REDUCTION IN ACC LEVIES ANNOUNCEDAccident Insurance
The amount that earners must pay to cover accidents that happen outside of work will reduce next year, Accident Insurance Minister Murray McCully announced today.
The levy will reduce from $1.40 (including GST) per $100 earned to $1.30 (including GST) from 1 April 2000.
The Government has also decided to reduce the residual claims levy that employers and self-employed people pay for past Employers' account claims from an average 67 cents per $100 (GST exclusive) of payroll to an average 40 cents per $100 (GST exclusive).
The reduction will also take effect from 1 April 2000.
The ACC Board recommended to the Government that the earners levy reduce to $1.20 and the residual claims levy reduce to 39 cents.
The Government considered the recommendations carefully,? Mr McCully said. We believe we have taken fiscally responsible and prudent decisions in settling on smaller reductions than those recommended by ACC.
In reducing the earners levy to $1.30 we also reduced the length of time it will take for the account to be fully funded,? Mr McCully said.
Reducing the levy to $1.30 will mean that the account will be fully funded in five years, rather than in ten years with the ACC recommended $1.20.
The new earners levy is made up of a premium of 95 cents per $100 earned and 20 cents per $100 to pay the on-going costs of non-work injuries that happened after 1 July 1992. GST adds 14 cents.
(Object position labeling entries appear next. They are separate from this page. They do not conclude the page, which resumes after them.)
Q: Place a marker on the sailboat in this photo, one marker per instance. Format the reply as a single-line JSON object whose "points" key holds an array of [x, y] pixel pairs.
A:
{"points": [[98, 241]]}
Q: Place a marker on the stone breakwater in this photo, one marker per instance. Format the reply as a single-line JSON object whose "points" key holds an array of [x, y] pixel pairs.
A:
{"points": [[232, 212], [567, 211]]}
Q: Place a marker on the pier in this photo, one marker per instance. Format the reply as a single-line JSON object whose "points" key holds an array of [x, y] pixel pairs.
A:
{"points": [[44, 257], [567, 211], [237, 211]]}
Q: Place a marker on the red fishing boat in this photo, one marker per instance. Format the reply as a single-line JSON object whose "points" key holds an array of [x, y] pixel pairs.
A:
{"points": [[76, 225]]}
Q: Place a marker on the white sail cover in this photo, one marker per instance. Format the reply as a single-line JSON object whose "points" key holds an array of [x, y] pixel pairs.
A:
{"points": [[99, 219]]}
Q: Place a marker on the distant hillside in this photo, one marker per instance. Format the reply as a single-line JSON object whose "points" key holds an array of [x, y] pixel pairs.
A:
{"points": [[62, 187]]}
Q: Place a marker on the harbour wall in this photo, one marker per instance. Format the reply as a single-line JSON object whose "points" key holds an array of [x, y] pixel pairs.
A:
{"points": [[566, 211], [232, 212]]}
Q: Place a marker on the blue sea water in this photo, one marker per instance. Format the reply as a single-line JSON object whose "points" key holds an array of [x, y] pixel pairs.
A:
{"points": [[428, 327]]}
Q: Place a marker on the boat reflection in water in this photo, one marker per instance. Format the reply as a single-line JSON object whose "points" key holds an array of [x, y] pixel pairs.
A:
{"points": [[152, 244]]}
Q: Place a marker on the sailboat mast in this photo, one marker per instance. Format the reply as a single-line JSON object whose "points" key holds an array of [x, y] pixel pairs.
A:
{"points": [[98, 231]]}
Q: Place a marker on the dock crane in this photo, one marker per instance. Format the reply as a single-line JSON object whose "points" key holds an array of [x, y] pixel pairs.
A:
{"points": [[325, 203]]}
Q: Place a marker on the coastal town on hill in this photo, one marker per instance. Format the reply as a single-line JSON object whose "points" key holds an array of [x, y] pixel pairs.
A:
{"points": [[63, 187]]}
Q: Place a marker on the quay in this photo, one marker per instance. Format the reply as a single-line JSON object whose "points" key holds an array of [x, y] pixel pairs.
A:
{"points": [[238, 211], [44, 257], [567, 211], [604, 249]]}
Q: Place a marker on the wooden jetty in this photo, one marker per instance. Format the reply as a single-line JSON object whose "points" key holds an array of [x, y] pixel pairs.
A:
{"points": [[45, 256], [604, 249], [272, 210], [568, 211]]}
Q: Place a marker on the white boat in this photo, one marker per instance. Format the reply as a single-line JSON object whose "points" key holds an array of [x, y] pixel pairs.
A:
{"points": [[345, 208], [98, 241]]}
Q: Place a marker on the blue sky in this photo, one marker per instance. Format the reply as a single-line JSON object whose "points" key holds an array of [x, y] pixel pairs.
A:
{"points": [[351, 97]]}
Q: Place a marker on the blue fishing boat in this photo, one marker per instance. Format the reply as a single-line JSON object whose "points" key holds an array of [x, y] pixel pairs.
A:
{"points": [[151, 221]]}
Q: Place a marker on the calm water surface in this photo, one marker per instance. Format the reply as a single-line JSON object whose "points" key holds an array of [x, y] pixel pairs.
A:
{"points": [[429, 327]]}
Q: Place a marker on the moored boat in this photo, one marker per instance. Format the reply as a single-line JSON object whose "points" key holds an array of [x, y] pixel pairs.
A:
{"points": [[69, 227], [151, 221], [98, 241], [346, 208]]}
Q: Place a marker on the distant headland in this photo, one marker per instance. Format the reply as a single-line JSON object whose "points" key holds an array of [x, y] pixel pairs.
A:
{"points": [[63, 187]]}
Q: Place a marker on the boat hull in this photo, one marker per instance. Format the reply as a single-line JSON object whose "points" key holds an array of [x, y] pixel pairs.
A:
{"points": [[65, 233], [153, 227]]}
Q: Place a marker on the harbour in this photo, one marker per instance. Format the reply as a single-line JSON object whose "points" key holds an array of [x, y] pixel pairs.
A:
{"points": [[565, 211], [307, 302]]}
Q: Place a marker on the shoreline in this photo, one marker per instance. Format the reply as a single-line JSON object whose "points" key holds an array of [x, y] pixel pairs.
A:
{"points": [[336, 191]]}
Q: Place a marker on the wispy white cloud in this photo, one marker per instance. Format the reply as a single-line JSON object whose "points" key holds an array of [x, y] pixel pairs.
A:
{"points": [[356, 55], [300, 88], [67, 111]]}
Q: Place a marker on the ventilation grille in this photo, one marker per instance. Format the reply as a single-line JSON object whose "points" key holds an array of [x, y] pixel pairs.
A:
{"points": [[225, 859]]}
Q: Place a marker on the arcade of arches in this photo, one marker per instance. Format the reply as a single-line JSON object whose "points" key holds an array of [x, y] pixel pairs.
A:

The levy is rounded to $1.30 for collection purposes.
The levy is collected from earners by Inland Revenue through PAYE. Businesses pay the residual claims levy annually, also through Inland Revenue.
The residual claims levy funds the future cost of work injuries sustained before 1 July 1999 and non-work injuries sustained before 1 July 1992. At 30 June 1999 this was estimated at $3.4 billion. This would be the total amount required in the bank now to meet the cost of providing entitlements for current claims in the future.
While ACC has made good progress in reducing the tail of claims, Mr McCully said, the Government felt it was important to maintain a margin for prudence with the residual claims levy.
As the tail of claims reduces over time, those who continue to receive support from ACC are likely to be those who have been most severely injured and who will continue to need long term on-going support. An additional small margin means that there is greater certainty that enough is collected to support those claimants. We therefore decided to reduce the levy to 40 cents rather than the ACC recommended 39 cents.?
The margin for prudence means that a total margin of around 15% of the outstanding claims liability as valued at 2014 will be built up over time.